“Which one of your children would be the best at bathing you?” asks Jim Sumpter, certified financial planner and wealth manager with RFG Advisory in Birmingham, Alabama.
It’s a somewhat shocking question, but Sumpter has learned that posing provocative questions helps clients face the realities of potential future scenarios.
In the above case, he wants clients to understand what could happen if they fail to plan for their own eldercare and let the responsibility fall on their adult children.
“As a neutral professional, I can facilitate asking those difficult and emotional questions. I can translate abstract questions into real-life scenarios,” Sumpter said.
Here are some other tough subjects he tackles:
· Taxation and philanthropy issues: “I ask clients, ‘Who would you rather get your money when you pass away – your children or the government?’ People don’t realize that after they pass, their children may be hit with huge tax bills on inherited income or assets.”
· Delicate estate planning questions. “People have been asking me recently, ‘How do I protect my assets from going to my son-in-law or daughter-in-law?”
· Reality checks for new grads.
Sumpter counsels clients’ adult children, advising high school grads about credit and college budgeting, and college grads about benefits and taxes related to their first jobs.

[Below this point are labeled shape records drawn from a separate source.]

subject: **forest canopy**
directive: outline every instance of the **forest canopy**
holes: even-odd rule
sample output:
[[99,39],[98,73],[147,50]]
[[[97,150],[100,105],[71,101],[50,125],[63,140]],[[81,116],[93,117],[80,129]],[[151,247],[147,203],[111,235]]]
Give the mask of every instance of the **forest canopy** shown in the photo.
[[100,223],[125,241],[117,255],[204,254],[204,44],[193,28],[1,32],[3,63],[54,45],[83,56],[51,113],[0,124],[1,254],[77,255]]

“They won’t listen to their parents, but they’ll listen to me. They take it seriously – they get dressed up, come in for a meeting,” he said.
Sumpter has experienced his share of life’s ups and downs, including a divorce and the loss of an adult child. Over the years, he has guided clients in thinking about uncomfortable but necessary topics.
“It’s important to live life and enjoy it,” he said. “We don’t want to overspend, but we need to plan – including for the unexpected. It’s difficult, because it’s so emotional.”
He added, “And it can be even more impactful for women clients, because, as men are statistically more prone to die sooner, widows often have to make these planning decisions on their own. I want them to know that I’m here to help them.”